Notifications You must be signed in to change notification settings

pszemraj/annotated-mpnet

 
 

Repository files navigation

Annotated MPNet

annotated-mpnet provides a lightweight, heavily annotated, and standalone PyTorch implementation for pretraining MPNet models. This project aims to demystify the MPNet pretraining process, which was originally part of the larger fairseq codebase, making it more accessible for research and custom pretraining.

Table of Contents

About the Project

MPNet (Masked and Permuted Pre-training for Language Understanding) is a powerful pretraining method. However, its original pretraining code is embedded within the fairseq library, which can be complex to navigate and adapt. annotated-mpnet addresses this by:

  • Providing a clean, raw PyTorch implementation of MPNet pretraining.
  • Offering extensive annotations and comments throughout the codebase to improve understanding.
  • Enabling pretraining without the full fairseq dependency, facilitating use on various hardware setups.

This repo is a fork/update of the original by yext.

Key Features

  • Standalone PyTorch Implementation: No fairseq dependency required for pretraining.
  • Heavily Annotated Code: Detailed comments explain the model architecture and training process.
  • Flexible Data Handling: Supports pretraining with Hugging Face streaming datasets or local text files.
  • Hugging Face Compatibility: Includes a tool to convert pretrained checkpoints to the Hugging Face MPNetForMaskedLM format for easy fine-tuning.
  • Integrated Logging: Supports TensorBoard and Weights & Biases for experiment tracking.

Installation

git clone https://github.com/pszemraj/annotated-mpnet.git
cd annotated-mpnet
pip install -e .

Note

Pretraining MPNet is computationally intensive and requires a CUDA-enabled GPU. The training script will exit if CUDA is not available.

Requirements

  • Python 3.x
  • PyTorch (version >= 2.6.0, CUDA is required for training)
  • Hugging Face transformers, datasets
  • wandb (for Weights & Biases logging, optional)
  • rich (for enhanced console logging)
  • numpy
  • cython
  • tensorboard (for logging, optional)

See setup.py for a full list of dependencies.

Usage

Pretraining MPNet

The primary script for pretraining is pretrain-mpnet.
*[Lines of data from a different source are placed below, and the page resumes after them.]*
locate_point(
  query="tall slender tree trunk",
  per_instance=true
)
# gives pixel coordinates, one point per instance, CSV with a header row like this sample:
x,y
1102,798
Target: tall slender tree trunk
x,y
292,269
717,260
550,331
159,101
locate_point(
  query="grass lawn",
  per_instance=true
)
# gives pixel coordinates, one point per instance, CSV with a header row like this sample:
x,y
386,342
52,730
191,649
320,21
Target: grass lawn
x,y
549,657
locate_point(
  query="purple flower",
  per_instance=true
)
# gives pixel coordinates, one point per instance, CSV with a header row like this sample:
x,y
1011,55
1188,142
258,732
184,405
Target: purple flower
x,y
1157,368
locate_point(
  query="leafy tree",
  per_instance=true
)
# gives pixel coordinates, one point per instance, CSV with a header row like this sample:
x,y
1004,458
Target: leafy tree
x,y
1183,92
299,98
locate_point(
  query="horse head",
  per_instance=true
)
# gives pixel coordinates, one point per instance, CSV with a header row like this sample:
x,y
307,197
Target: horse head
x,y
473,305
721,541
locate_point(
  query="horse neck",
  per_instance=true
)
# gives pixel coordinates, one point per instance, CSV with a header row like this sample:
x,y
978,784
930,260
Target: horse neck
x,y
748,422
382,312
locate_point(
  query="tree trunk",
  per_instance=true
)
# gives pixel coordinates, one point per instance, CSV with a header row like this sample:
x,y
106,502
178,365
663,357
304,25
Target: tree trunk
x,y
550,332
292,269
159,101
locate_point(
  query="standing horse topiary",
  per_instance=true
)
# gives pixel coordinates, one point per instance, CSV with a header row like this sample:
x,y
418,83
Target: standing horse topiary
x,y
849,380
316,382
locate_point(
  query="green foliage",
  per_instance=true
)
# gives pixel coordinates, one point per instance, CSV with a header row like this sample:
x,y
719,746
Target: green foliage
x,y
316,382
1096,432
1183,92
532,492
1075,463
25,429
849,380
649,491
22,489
You can see all available arguments by running pretrain-mpnet -h.

1. Using a Hugging Face Dataset (Streaming): This method streams data directly from the Hugging Face Hub. Validation and test sets are created by taking initial samples from the training stream.

pretrain-mpnet \
    --dataset-name "gair-prox/DCLM-pro" \
    --text-field "text" \
    --tokenizer-name "microsoft/mpnet-base" \
    --max-tokens 512 \
    --encoder-layers 12 \
    --encoder-embed-dim 768 \
    --encoder-ffn-dim 3072 \
    --encoder-attention-heads 12 \
    --batch-size 16 \
    --update-freq 8 \
    --lr 6e-4 \
    --warmup-updates 1000 \
    --total-updates 100000 \
    --checkpoint-dir "./checkpoints/my_mpnet_run" \
    --tensorboard-log-dir "./logs/my_mpnet_run" \
    --wandb --wandb-project "annotated-mpnet-experiments" \
    --save_steps 2500

Key arguments for streaming:

  • --dataset-name: Name of the dataset on Hugging Face Hub.
  • --text-field: The column in the dataset containing the text (default: "text").
  • --buffer-size: Size of the shuffling buffer for streaming (default: 10000).
  • --eval-samples: Number of samples to take for validation/test sets from the stream (default: 500).
  • --min-text-length: Minimum length of text samples to consider (default: 64).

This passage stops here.